Now the company is piloting a new customer service model that Siemiatkowski describes as an "Uber type of setup" where employees can log in and work remotely. The program aims to tap into new talent pools including students, rural populations, and even passionate Klarna users who might want to work for the company.
Eventually, Klarna hopes to replace "the few thousand human agents" it currently outsources with this new in-house setup, potentially creating a more direct relationship between its brand and customers while maintaining more control over service quality.
The shift highlights the risks enterprises face when replacing humans with emerging technology. While AI has made impressive advances, the reality of customer service interactions remains more complex than many companies initially anticipated. A growing number of firms are now struggling with similar questions about how to balance AI efficiency with human touch points.
Despite the course correction, Klarna – which counts 93 million customers and over 600,000 retail partners worldwide – remains enthusiastic about AI's broader potential.
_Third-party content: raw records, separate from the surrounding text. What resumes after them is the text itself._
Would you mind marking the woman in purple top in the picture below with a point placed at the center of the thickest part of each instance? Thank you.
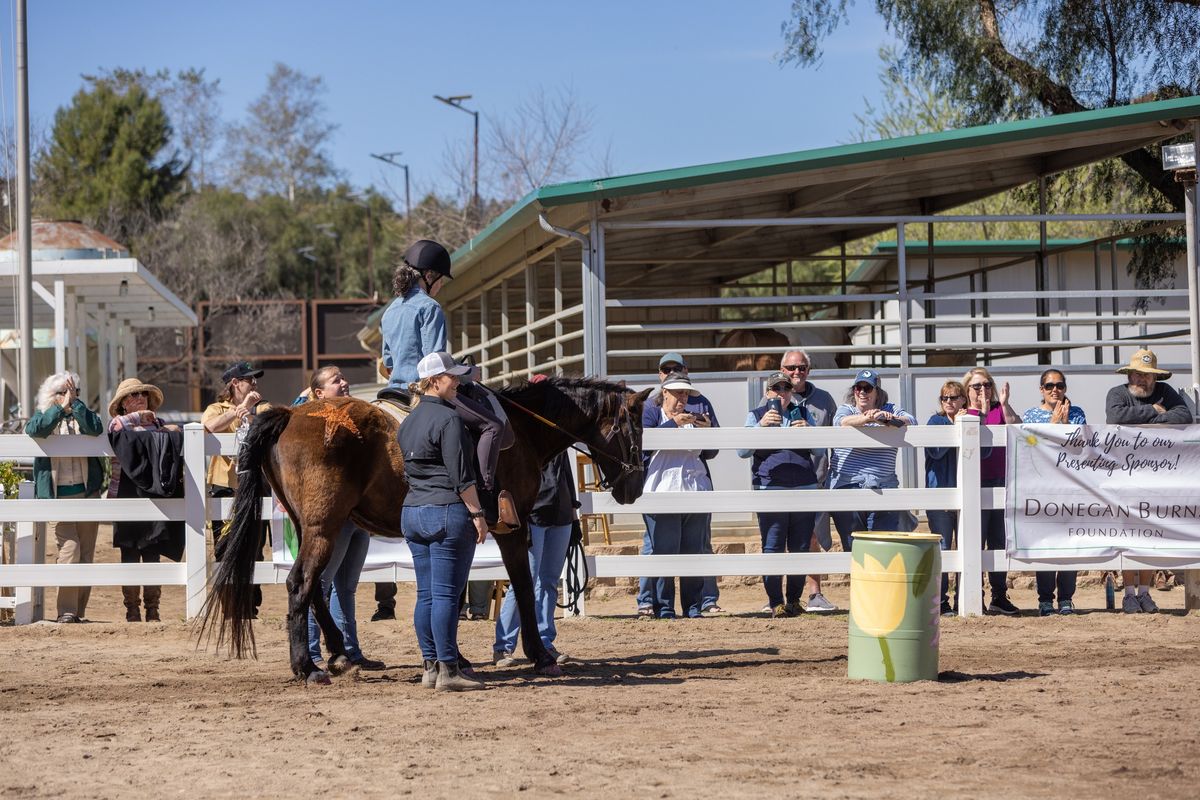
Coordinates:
(1055, 409)
(982, 401)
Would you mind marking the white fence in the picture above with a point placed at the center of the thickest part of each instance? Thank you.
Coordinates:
(195, 509)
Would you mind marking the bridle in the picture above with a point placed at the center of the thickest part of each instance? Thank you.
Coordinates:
(627, 467)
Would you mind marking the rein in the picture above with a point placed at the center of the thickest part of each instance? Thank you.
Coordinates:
(625, 467)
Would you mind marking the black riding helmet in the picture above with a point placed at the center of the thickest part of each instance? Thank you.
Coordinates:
(427, 254)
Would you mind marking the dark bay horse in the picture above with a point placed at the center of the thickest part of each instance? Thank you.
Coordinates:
(336, 459)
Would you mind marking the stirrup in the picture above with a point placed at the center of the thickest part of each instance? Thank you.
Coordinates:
(509, 519)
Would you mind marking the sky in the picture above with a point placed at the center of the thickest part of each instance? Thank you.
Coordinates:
(670, 83)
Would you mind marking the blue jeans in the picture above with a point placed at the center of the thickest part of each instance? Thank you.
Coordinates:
(547, 554)
(339, 583)
(785, 531)
(677, 534)
(847, 522)
(442, 540)
(708, 591)
(945, 523)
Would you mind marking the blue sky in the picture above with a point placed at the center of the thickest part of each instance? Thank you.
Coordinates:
(670, 83)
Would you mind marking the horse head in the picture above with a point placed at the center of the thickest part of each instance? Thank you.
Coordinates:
(604, 416)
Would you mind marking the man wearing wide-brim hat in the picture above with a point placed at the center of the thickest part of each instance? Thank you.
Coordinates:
(1144, 400)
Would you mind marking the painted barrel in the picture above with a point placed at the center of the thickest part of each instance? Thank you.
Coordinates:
(894, 606)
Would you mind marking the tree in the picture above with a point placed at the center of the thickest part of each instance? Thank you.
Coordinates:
(282, 148)
(106, 161)
(1027, 56)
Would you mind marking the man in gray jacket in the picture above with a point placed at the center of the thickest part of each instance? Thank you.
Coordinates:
(1141, 400)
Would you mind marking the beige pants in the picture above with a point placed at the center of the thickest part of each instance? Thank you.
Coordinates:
(77, 545)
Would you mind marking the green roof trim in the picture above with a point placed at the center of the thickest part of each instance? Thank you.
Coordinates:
(527, 209)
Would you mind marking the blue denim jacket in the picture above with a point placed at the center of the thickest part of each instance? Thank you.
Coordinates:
(413, 326)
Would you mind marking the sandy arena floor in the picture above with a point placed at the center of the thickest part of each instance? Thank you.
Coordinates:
(741, 705)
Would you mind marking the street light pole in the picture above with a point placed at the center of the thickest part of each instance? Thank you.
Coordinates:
(456, 102)
(390, 158)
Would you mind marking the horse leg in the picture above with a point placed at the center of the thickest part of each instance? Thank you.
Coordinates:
(303, 584)
(516, 560)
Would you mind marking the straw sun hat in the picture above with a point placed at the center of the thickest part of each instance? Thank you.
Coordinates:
(1145, 361)
(127, 388)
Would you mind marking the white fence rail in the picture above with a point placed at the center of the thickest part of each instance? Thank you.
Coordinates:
(196, 509)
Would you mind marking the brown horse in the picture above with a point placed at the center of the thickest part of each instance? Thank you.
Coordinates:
(337, 459)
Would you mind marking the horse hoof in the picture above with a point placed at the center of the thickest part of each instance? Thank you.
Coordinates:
(550, 671)
(342, 666)
(319, 678)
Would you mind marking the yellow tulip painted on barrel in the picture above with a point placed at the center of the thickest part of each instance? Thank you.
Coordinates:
(877, 602)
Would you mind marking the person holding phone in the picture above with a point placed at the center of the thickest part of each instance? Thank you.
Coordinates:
(783, 531)
(991, 405)
(677, 470)
(865, 468)
(1055, 409)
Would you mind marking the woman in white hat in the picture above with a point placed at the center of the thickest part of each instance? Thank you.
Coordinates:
(133, 408)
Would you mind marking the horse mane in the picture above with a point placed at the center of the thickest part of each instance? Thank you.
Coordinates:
(595, 397)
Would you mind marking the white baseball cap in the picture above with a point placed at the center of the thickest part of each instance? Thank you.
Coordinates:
(439, 364)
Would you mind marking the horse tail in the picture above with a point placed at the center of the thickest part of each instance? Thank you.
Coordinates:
(232, 587)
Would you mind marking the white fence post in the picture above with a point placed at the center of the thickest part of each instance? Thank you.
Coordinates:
(30, 548)
(970, 523)
(196, 509)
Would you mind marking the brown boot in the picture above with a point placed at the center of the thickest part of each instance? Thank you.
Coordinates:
(132, 596)
(450, 679)
(153, 595)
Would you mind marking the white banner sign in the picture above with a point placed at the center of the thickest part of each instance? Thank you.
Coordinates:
(1103, 489)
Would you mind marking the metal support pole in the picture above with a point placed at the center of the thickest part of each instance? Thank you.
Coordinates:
(970, 519)
(24, 226)
(907, 382)
(196, 511)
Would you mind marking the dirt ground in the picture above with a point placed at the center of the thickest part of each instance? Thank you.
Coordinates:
(741, 705)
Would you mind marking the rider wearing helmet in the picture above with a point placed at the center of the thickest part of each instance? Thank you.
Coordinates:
(413, 326)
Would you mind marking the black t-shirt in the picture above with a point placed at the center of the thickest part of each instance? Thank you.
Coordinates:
(437, 453)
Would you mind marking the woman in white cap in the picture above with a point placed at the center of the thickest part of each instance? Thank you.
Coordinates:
(677, 470)
(132, 408)
(442, 519)
(865, 468)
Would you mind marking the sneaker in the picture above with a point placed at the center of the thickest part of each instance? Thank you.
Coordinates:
(1003, 606)
(819, 605)
(503, 659)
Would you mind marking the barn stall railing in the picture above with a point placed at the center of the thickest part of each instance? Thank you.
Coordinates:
(196, 509)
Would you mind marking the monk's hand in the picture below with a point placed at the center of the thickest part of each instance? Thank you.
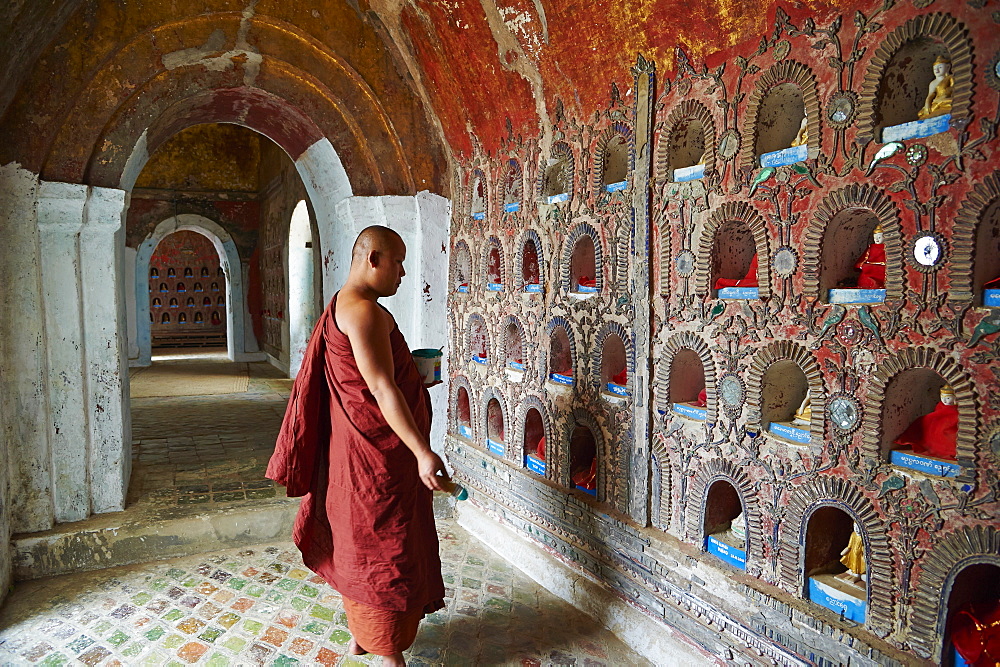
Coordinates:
(429, 465)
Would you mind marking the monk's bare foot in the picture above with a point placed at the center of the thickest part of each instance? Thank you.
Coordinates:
(355, 649)
(394, 660)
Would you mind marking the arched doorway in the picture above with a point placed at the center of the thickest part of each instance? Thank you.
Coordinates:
(236, 333)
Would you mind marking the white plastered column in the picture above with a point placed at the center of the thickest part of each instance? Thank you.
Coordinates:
(420, 305)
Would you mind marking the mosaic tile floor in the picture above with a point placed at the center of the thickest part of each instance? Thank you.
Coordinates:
(261, 606)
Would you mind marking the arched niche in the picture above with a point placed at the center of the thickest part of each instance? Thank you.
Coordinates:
(514, 345)
(951, 575)
(906, 386)
(734, 234)
(687, 146)
(461, 408)
(829, 581)
(557, 174)
(561, 353)
(801, 557)
(582, 270)
(614, 157)
(479, 340)
(530, 261)
(513, 186)
(782, 98)
(584, 464)
(975, 257)
(534, 440)
(478, 195)
(493, 265)
(840, 233)
(684, 371)
(724, 524)
(495, 422)
(462, 267)
(899, 74)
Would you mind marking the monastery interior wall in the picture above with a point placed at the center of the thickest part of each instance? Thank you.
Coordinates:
(593, 246)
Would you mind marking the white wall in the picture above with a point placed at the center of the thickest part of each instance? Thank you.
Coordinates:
(422, 316)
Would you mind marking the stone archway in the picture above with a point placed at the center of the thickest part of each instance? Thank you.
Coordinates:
(238, 347)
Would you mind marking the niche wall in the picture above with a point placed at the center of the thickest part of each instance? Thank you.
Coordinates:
(787, 406)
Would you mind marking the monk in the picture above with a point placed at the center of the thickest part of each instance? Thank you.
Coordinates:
(354, 443)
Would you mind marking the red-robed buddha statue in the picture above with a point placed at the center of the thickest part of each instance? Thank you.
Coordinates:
(872, 263)
(935, 433)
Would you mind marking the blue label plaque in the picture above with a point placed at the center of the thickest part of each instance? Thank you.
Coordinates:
(691, 411)
(559, 378)
(692, 173)
(925, 464)
(831, 598)
(726, 552)
(785, 156)
(916, 129)
(617, 389)
(788, 431)
(856, 296)
(739, 293)
(534, 464)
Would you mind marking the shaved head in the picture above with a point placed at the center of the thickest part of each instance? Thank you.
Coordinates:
(376, 238)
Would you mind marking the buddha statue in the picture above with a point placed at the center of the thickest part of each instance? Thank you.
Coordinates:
(853, 558)
(802, 136)
(936, 432)
(803, 416)
(749, 280)
(938, 100)
(738, 528)
(872, 263)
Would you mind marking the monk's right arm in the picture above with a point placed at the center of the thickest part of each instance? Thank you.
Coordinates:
(368, 329)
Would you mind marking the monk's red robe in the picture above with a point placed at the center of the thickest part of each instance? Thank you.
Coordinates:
(872, 265)
(935, 433)
(366, 524)
(749, 280)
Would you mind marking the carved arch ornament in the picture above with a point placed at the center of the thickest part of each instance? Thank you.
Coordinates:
(569, 245)
(723, 470)
(457, 382)
(696, 344)
(597, 355)
(952, 554)
(749, 216)
(528, 403)
(943, 28)
(833, 492)
(488, 394)
(786, 71)
(983, 195)
(866, 197)
(947, 368)
(786, 350)
(618, 129)
(686, 110)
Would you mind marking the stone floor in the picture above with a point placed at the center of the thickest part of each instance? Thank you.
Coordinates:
(260, 605)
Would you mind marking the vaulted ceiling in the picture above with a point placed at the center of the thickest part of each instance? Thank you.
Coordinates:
(394, 84)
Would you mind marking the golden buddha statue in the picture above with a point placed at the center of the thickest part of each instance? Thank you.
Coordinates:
(938, 100)
(853, 558)
(802, 137)
(803, 416)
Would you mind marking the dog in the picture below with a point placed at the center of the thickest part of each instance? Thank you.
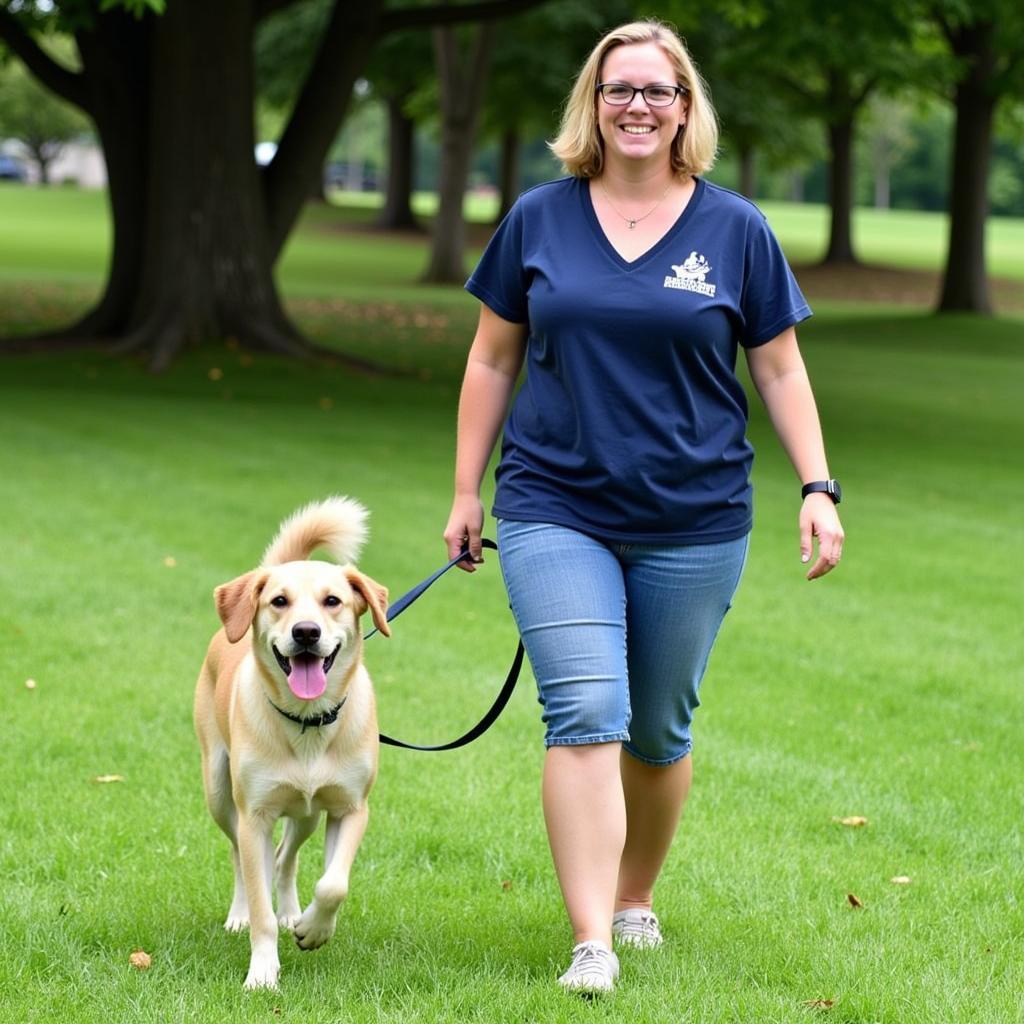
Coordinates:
(287, 724)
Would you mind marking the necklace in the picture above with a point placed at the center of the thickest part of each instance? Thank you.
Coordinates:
(633, 221)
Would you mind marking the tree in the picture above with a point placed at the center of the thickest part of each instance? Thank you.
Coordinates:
(198, 225)
(41, 122)
(462, 73)
(987, 40)
(824, 60)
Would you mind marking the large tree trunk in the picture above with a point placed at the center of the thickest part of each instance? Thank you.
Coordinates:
(965, 286)
(508, 183)
(207, 257)
(841, 190)
(197, 226)
(462, 96)
(397, 212)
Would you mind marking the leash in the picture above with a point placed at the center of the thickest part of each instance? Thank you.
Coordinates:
(507, 687)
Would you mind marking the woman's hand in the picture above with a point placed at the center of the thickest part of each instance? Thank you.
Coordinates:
(465, 525)
(819, 518)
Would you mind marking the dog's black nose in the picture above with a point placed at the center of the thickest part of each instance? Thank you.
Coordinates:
(305, 633)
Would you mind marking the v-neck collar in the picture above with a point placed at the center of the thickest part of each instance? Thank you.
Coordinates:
(645, 257)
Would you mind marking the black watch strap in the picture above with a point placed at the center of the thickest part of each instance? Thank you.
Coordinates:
(829, 487)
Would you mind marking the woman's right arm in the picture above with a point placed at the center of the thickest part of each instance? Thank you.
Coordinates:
(494, 365)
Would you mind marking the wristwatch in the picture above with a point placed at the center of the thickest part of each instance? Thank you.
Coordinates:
(830, 487)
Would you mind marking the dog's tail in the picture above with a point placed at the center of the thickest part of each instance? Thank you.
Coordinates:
(339, 524)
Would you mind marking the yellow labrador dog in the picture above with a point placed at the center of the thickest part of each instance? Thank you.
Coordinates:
(286, 719)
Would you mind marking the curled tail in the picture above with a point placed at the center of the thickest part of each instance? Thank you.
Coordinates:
(338, 524)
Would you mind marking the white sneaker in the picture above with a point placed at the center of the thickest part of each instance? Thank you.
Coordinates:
(594, 969)
(637, 927)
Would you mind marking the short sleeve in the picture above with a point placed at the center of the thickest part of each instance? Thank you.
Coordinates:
(500, 280)
(771, 298)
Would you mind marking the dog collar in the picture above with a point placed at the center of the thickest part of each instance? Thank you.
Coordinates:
(328, 718)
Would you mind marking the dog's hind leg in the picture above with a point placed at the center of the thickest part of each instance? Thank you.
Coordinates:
(343, 837)
(297, 830)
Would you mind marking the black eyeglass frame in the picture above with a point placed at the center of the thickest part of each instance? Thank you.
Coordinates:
(680, 90)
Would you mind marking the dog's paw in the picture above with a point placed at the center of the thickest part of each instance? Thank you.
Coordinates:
(312, 929)
(263, 973)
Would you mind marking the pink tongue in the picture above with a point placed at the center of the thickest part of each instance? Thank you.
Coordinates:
(306, 680)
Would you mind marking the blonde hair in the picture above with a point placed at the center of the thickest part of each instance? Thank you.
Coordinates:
(579, 144)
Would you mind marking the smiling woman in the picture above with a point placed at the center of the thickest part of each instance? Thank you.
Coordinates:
(624, 498)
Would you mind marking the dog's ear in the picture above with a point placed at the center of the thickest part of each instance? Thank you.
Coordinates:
(370, 594)
(237, 602)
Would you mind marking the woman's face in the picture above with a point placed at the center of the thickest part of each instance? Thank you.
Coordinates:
(638, 132)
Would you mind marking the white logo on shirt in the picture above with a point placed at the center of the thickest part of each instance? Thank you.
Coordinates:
(690, 275)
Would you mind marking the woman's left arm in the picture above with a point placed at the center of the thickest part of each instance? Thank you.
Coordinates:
(778, 374)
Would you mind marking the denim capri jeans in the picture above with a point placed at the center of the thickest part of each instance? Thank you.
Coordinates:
(619, 635)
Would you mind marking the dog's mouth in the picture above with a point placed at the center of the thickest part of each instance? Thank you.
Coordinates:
(306, 672)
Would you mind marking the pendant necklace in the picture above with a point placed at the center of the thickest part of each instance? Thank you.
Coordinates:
(633, 221)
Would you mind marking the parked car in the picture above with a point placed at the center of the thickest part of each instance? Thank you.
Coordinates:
(10, 169)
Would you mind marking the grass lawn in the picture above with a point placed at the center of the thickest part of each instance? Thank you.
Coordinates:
(892, 689)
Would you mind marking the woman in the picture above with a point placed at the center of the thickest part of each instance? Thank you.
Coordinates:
(623, 494)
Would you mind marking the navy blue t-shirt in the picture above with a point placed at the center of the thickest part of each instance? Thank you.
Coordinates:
(631, 422)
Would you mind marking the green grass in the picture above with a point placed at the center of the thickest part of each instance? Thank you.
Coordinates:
(892, 689)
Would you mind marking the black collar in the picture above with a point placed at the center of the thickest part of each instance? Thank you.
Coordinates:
(328, 718)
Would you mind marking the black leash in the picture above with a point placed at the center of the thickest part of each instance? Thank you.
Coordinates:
(507, 687)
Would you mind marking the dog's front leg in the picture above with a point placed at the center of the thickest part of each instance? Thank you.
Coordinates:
(341, 842)
(256, 854)
(297, 830)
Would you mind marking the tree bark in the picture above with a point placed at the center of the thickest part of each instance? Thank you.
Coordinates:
(197, 225)
(965, 285)
(841, 190)
(462, 97)
(397, 212)
(509, 182)
(748, 171)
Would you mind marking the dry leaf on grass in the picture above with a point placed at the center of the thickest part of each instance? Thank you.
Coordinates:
(140, 960)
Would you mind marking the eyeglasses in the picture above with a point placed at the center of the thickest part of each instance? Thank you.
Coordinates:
(621, 94)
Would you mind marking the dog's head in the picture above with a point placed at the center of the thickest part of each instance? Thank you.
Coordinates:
(304, 616)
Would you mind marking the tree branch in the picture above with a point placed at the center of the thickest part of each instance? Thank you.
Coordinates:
(67, 84)
(421, 17)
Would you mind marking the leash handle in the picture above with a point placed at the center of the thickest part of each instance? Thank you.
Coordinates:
(394, 610)
(507, 687)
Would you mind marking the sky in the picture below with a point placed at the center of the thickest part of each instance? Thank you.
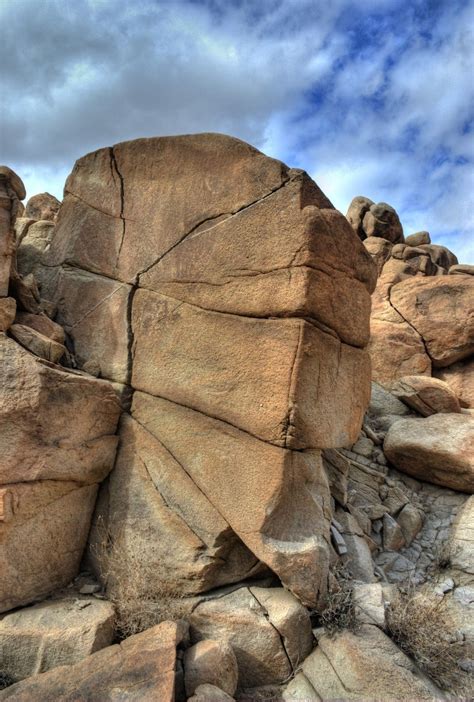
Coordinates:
(370, 97)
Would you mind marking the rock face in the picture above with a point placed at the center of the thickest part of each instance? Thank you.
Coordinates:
(229, 295)
(53, 633)
(57, 443)
(438, 449)
(141, 667)
(367, 665)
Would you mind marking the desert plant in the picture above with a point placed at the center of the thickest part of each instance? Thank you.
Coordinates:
(420, 624)
(338, 611)
(140, 593)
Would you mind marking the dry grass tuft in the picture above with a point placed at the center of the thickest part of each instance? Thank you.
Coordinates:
(420, 624)
(138, 590)
(339, 610)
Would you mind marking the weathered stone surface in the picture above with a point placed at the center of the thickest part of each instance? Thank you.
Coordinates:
(43, 206)
(33, 244)
(212, 662)
(269, 631)
(365, 666)
(283, 496)
(56, 425)
(210, 693)
(141, 667)
(441, 311)
(298, 366)
(461, 269)
(382, 220)
(37, 343)
(438, 449)
(43, 531)
(426, 395)
(358, 208)
(379, 249)
(7, 312)
(53, 633)
(418, 238)
(460, 377)
(198, 271)
(42, 324)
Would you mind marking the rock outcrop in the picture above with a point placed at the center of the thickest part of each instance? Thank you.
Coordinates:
(232, 299)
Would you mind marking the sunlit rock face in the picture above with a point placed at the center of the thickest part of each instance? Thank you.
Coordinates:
(230, 302)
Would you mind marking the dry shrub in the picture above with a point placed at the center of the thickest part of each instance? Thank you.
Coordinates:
(420, 624)
(140, 593)
(338, 610)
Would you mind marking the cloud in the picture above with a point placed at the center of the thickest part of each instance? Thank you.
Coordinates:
(370, 97)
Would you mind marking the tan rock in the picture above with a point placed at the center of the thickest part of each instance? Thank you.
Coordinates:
(141, 668)
(358, 208)
(43, 207)
(167, 527)
(441, 311)
(56, 425)
(438, 449)
(460, 378)
(7, 312)
(461, 269)
(210, 693)
(418, 238)
(426, 395)
(42, 324)
(382, 220)
(211, 662)
(37, 343)
(43, 531)
(365, 666)
(266, 648)
(380, 250)
(53, 633)
(282, 494)
(312, 389)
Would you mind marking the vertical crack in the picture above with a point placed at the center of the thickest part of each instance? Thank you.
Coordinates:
(115, 171)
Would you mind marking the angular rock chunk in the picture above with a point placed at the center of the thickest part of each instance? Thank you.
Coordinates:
(438, 449)
(283, 496)
(53, 633)
(441, 311)
(268, 629)
(209, 362)
(56, 425)
(366, 665)
(141, 667)
(43, 206)
(460, 378)
(211, 662)
(43, 531)
(166, 525)
(426, 395)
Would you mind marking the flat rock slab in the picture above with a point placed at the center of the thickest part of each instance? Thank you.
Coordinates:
(141, 668)
(53, 633)
(438, 449)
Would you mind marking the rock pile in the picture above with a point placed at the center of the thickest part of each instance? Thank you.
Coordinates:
(185, 346)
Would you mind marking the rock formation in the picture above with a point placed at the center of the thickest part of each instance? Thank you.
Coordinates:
(185, 354)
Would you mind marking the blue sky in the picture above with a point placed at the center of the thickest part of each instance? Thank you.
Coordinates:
(371, 97)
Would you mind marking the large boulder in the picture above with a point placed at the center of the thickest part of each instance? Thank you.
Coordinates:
(43, 206)
(142, 667)
(57, 443)
(438, 449)
(268, 629)
(362, 666)
(426, 395)
(53, 633)
(229, 294)
(441, 311)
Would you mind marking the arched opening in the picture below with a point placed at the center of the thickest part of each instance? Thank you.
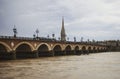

Siemiatkowski points to ongoing efforts to rebuild the company's tech stack with AI improvements. One of Klarna's key goals this year is to offer the first version of a digital financial assistant that could eventually negotiate on customers' behalf to secure better interest rates and insurance premiums.
The company also hasn't abandoned its efficiency targets. Through natural attrition of about 20% annually, Siemiatkowski expects the workforce to shrink from about 3,000 to 2,500 employees over the next year – and that pace could accelerate as technology improves. When asked about the timeline, the CEO joked, "I feel a bit like Elon Musk, always wanting to say it's going to happen tomorrow, when it's going take a little bit longer. I think it's very likely within 12 months."
Klarna's recalibration comes as the company prepares for its next chapter. The fintech had been seeking to raise at least $1 billion in an IPO with a target valuation exceeding $15 billion, though Bloomberg reports those plans were temporarily paused during last month's market volatility.
For now, Klarna's AI reversal offers an important case study in the limitations of automation – and a reminder that even in our increasingly digital financial world, sometimes customers just want to talk to a human.